Comparison of instruction set architectures
This article provides insufficient context for those unfamiliar with the subject.(April 2009) |
This article needs attention from an expert in Computing. Please add a reason or a talk parameter to this template to explain the issue with the article.(April 2009) |
Factors
Bits
Computer architectures are often described as n-bit architectures. Today n is often 8, 16, 32, or 64, but other sizes have been used. This is actually a strong simplification. A computer architecture often has a few more or less "natural" datasizes in the instruction set, but the hardware implementation of these may be very different. Many architectures have instructions operating on half and/or twice the size of respective processors major internal datapaths. Examples of this are the 8080, Z80, MC68000 as well as many others. On this type of implementations, a twice as wide operation typically also takes around twice as many clock cycles (which is not the case on high performance implementations). On the 68000, for instance, this means 8 instead of 4 clock ticks, and this particular chip may be described as a 32-bit architecture with a 16-bit implementation. The external databus width is often not useful to determine the width of the architecture; the NS32008, NS32016 and NS32032 were basically the same 32-bit chip with different external data buses. The NS32764 had a 64-bit bus, but used 32-bit registers.

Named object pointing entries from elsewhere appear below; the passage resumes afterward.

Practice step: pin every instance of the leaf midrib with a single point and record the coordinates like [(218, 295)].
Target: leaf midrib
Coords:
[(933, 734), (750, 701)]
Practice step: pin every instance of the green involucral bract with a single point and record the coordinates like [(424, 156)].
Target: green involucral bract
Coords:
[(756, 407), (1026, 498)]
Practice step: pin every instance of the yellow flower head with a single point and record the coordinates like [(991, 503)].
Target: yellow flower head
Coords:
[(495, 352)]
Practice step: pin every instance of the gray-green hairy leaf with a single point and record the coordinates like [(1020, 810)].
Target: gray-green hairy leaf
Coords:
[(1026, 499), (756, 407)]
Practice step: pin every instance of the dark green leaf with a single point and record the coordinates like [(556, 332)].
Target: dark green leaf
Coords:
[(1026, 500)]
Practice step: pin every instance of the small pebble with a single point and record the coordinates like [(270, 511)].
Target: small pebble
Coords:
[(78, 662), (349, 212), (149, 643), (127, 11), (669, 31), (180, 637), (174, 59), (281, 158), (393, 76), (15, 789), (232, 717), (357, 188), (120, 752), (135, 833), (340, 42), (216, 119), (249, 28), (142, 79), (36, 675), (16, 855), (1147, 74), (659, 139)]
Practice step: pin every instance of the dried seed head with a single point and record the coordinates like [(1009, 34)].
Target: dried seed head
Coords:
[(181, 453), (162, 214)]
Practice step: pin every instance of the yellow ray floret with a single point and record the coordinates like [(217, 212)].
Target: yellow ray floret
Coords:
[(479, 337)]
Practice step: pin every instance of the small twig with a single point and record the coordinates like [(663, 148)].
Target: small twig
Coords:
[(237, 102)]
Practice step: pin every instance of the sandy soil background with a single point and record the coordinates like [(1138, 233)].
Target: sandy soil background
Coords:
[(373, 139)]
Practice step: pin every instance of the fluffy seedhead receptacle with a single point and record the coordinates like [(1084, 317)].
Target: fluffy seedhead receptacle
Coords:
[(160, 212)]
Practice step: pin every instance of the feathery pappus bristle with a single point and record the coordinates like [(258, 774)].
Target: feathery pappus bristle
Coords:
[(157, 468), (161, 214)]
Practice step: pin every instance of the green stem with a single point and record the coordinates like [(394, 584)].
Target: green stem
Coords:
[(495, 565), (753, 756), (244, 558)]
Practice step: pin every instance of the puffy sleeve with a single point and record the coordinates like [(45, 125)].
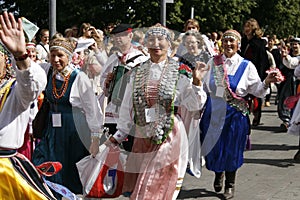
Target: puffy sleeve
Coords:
[(291, 62), (188, 95), (126, 114), (82, 96), (31, 82)]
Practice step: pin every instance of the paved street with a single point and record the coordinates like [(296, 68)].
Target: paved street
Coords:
[(269, 171)]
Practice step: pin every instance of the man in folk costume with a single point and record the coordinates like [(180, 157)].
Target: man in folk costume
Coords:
[(126, 57), (19, 177), (225, 122)]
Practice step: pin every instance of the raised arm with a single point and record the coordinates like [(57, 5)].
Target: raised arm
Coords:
[(12, 36)]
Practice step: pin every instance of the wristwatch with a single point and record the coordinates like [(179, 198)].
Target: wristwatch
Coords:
[(22, 57)]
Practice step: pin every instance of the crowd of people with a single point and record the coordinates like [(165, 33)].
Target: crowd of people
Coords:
[(148, 88)]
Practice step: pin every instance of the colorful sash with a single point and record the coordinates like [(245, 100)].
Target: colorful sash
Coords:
[(4, 91), (164, 106), (222, 79)]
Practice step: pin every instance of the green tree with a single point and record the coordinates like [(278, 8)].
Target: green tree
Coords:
[(279, 17)]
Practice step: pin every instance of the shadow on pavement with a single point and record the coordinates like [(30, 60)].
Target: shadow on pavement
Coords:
[(274, 147), (284, 163), (196, 193), (275, 129)]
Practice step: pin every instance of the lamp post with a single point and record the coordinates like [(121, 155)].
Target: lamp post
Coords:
[(52, 17)]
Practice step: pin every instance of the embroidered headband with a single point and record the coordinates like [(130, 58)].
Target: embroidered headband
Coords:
[(63, 45), (30, 45), (3, 49), (158, 30), (232, 34)]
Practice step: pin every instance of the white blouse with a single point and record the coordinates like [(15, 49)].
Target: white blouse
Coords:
[(291, 62), (188, 95), (82, 96), (250, 82), (14, 116)]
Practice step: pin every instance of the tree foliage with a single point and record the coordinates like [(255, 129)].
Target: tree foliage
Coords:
[(279, 17)]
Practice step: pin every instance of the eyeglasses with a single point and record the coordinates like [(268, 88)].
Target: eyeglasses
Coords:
[(191, 27), (191, 43)]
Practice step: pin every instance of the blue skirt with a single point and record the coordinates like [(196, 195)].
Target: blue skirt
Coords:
[(227, 152), (64, 144)]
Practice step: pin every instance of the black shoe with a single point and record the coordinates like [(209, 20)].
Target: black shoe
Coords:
[(297, 156), (229, 193), (218, 183), (284, 126)]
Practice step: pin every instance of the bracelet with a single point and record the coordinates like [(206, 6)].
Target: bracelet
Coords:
[(265, 85), (95, 135), (22, 57)]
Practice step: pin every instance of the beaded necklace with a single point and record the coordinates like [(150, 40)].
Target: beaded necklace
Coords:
[(59, 92), (221, 80), (159, 129)]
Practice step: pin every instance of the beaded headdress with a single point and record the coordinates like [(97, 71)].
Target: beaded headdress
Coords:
[(232, 34), (158, 30), (62, 44)]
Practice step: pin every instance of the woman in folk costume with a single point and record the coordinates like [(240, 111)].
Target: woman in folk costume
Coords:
[(225, 121), (156, 166), (19, 178), (74, 119)]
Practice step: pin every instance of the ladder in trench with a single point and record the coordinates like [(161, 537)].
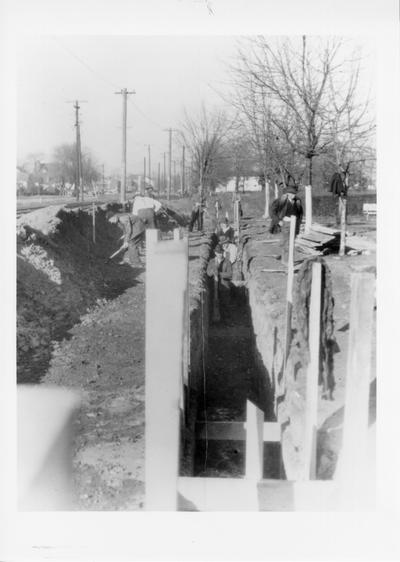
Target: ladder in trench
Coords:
[(166, 386)]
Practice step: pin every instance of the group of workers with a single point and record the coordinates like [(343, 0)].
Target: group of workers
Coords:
[(225, 266), (142, 214), (225, 269)]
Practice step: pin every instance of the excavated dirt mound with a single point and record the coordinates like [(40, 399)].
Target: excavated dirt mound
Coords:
[(61, 274)]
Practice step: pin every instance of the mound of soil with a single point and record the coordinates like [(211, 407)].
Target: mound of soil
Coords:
[(61, 274)]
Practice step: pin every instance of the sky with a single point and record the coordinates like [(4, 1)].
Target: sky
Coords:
[(168, 73)]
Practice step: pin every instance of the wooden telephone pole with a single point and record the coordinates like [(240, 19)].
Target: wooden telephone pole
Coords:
[(183, 171), (79, 172), (124, 92), (170, 131)]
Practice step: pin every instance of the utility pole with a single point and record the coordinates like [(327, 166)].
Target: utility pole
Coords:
[(149, 151), (79, 192), (165, 176), (124, 92), (170, 131), (78, 181), (183, 171)]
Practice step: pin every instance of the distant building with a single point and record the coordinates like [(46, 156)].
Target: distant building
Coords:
[(245, 184)]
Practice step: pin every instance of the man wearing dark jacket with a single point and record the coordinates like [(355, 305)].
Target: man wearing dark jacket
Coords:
[(220, 269), (281, 210)]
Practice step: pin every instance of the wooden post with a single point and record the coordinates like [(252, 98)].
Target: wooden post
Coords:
[(236, 216), (353, 462), (266, 207), (289, 290), (164, 347), (254, 441), (152, 237), (308, 190), (314, 335), (216, 312), (94, 223), (342, 207)]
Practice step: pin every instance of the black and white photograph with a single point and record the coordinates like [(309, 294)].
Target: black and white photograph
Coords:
[(199, 224)]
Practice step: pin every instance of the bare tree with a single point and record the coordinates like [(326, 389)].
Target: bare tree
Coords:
[(350, 125), (206, 137), (292, 94)]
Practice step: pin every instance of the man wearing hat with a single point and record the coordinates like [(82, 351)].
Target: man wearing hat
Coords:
[(145, 208), (220, 268), (281, 210)]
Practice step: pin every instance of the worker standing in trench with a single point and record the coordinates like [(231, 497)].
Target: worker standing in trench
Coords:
[(133, 226), (281, 210), (220, 270)]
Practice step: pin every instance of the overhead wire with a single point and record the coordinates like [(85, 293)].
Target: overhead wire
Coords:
[(105, 80)]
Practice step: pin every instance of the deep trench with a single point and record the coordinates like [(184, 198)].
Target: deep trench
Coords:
[(233, 373)]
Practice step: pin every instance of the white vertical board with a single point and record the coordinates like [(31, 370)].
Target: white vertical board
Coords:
[(311, 418), (308, 191), (45, 452), (165, 286), (289, 288), (254, 442)]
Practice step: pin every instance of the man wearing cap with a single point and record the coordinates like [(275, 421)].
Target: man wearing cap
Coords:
[(281, 210), (220, 268), (146, 207), (230, 247)]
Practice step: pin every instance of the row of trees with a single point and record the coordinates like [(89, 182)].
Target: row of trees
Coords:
[(298, 116)]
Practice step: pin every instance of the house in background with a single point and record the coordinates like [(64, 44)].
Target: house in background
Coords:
[(251, 183)]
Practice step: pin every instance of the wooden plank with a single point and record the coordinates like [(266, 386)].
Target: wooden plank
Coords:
[(359, 243), (316, 227), (317, 237), (254, 441), (308, 192), (353, 457), (235, 431), (304, 242), (314, 329), (166, 261), (217, 494), (237, 494), (286, 495), (224, 431)]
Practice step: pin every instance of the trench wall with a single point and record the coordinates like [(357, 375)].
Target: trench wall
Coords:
[(267, 298)]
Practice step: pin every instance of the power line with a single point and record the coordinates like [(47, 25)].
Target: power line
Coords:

The width of addresses may or may not be different than the width of data. Early 32-bit microprocessors often had a 24-bit address, as did the System/360 processors.
Operands
The number of operands is one of the factors that may give an indication about the performance of the instruction set. A three-operand architecture will allow
A := B + C
to be computed in one instruction.
A two-operand architecture will allow
A := A + B
to be computed in one instruction, so two instructions will need to be executed to simulate a single three-operand instruction
A := B A := A + C
Endianness
An architecture may use "big" or "little" endianness, or both, or be configurable to use either. Little endian processors order bytes in memory with the least significant byte of a multi-byte value in the lowest-numbered memory location. Big endian architectures instead order them with the most significant byte at the lowest-numbered address. The x86 and the ARM architectures as well as several 8-bit architectures are little endian. Most RISC architectures (SPARC, Power, PowerPC, MIPS) were originally big endian, but many (including ARM) are now configurable.
Architectures
The table below compares basic information about CPU architectures.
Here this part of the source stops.